Dr Nerina Ramlakhan, Silentnight’s resident sleep expert, found that many of her clients come to her with issues regarding sleeping next to a partner. She found that couples can have difficulty sleeping if they fall into separate sleeping groups. Dr Nerina roughly categorises people into two sleeping groups: Sensitive Sleepers, who struggle to get to sleep and are easy to wake, and Martini Sleepers, who can sleep anywhere, anytime, any place. When a couple is comprised of both types, Dr Nerina found that the Martini Sleeper can cause trouble for the Sensitive Sleeper.
If you notice that your partner has a negative impact on your sleep, or vice versa, communication around these issues is the most effective way of solving them. Start the conversation about whether you’re both getting enough sleep in your current situation and whether there are things that either of you feel could help you get a better night’s sleep.
Following the conversation, either partner may have to make compromises to accommodate the other.
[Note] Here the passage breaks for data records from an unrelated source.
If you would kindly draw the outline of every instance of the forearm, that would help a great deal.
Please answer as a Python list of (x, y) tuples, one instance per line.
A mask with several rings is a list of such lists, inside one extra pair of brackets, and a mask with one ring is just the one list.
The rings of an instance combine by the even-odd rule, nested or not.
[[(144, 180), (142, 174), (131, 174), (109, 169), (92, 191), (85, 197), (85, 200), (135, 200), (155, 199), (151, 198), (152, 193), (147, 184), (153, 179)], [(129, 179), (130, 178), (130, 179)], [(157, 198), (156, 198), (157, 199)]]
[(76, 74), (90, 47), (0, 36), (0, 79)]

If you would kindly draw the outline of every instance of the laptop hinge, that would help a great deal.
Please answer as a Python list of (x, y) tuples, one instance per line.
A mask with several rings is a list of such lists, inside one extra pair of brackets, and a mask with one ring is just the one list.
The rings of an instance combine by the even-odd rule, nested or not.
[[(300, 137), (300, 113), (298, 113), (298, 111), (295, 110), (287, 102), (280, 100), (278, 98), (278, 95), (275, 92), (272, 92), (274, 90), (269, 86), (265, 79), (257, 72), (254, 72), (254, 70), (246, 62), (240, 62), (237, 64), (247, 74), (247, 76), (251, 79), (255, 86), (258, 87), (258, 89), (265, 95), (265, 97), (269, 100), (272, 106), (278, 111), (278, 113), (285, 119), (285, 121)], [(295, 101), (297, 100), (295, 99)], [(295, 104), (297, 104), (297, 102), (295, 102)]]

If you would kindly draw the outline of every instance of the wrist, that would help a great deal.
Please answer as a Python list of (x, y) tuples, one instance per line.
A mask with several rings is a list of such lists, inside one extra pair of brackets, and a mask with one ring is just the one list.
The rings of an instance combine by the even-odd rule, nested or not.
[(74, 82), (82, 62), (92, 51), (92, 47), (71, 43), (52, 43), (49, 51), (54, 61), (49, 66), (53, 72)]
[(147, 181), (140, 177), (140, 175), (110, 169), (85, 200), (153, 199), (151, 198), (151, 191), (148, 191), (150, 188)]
These may only be small things such as turning the lights off earlier or turning the brightness of a phone down, but they could greatly improve the situation.
Dr Nerina highlights three adjustments to the bedroom that could help relieve the stress of trying to getting enough sleep. Firstly she recommends that a couple get the largest bed their room can accommodate. This is to try and prevent the movements of your other half impacting your sleep and allowing enough room for you to both sleep comfortably. Secondly, if you feel your partner is a ‘duvet-hogger’ it could be an idea to buy separate duvets for you to sleep with. Another solution could be adding some white noise to the bedroom such as a fan. This would eliminate the focus on noise made by your partner and could help relieve the impact they have on those who struggle to sleep.
Finally, Dr Nerina mentions that making the decision to spend a night apart isn’t a sign of weakness but could help each other around significant events. For example, if you have an important meeting or interview and know your partner will negatively impact your sleep, spending the night apart could essentially be the best option. Ultimately, Dr Nerina sees sleeping together as an important part of most relationships, but allowing each other some space now and then can be important for each other.
So this Valentines, start the conversation around sleep – but don’t forget a box of chocolates as well.